Our concern with this approach is related with using the contrast images at
the second level. We have realized that if we use a certain measure A, and
subtract a control task B from it, we end up with a measure that usually
correlates positively with A, but *correlates negatively* with B. Therefore,
when we use the contrast resulting from a subtraction of parameter estimates
at the first level, the values at each voxel are negatively correlated with
our control measure. We would like, however, to be able to use a measure
that is *independent* of B.

Under the null, the [A-B] constrast is uncorrelated with your individual variable; A and B in isolation are also uncorrelated, if they are centered. This can be shown agebraically. What you mean is that if the null is rejected at the regression of the individual variable on the contrast image, then you do not know if you have a positive association with A or a negative association with B.
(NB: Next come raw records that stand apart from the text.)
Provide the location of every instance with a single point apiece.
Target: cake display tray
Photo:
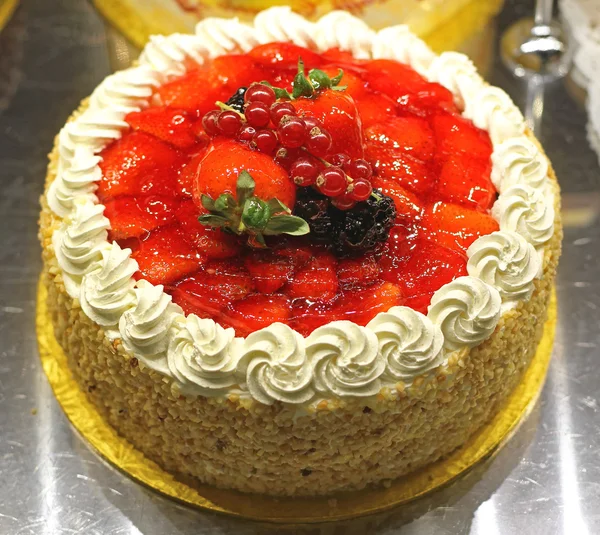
(103, 438)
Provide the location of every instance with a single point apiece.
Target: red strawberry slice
(138, 163)
(193, 91)
(213, 288)
(270, 271)
(171, 125)
(454, 226)
(356, 273)
(338, 113)
(233, 71)
(429, 99)
(256, 312)
(187, 174)
(285, 56)
(317, 280)
(359, 306)
(429, 267)
(459, 136)
(133, 217)
(218, 172)
(165, 257)
(408, 205)
(409, 135)
(210, 242)
(392, 78)
(373, 107)
(466, 181)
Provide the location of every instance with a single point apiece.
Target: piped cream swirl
(467, 311)
(507, 262)
(526, 211)
(457, 73)
(172, 55)
(128, 90)
(77, 179)
(518, 161)
(342, 30)
(346, 359)
(203, 356)
(225, 36)
(106, 293)
(275, 366)
(492, 109)
(79, 242)
(400, 44)
(282, 24)
(95, 128)
(146, 328)
(408, 341)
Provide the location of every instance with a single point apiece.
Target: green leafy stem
(247, 214)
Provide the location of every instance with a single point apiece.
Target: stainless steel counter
(545, 481)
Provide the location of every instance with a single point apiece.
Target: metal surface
(545, 481)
Ideally, we would like to be able to look for the relationship of brain
response A to certain behavior while *regressing out* the brain responses to
B, and not subtracting those responses. It seems that only by doing this, we
would be able to effectively remove the influence of measure B. Would it be
possible to do this in SPM?

Treating A and B quantitatively, as you are proposing to do here, is difficult due to the non-quantitative nature of the BOLD-EPI signal. In other words, you cannot view A and B as separate measures of activity; only the difference is valid. Furthermore, it breaks the SPM approach (because the regressor now including B differs at each voxel -- so no, you can't do it with SPM). You could adjust for B, however, in a ROI-averaged signal where the ROI is selected by a contrast orthogonal to the factor with levels A B.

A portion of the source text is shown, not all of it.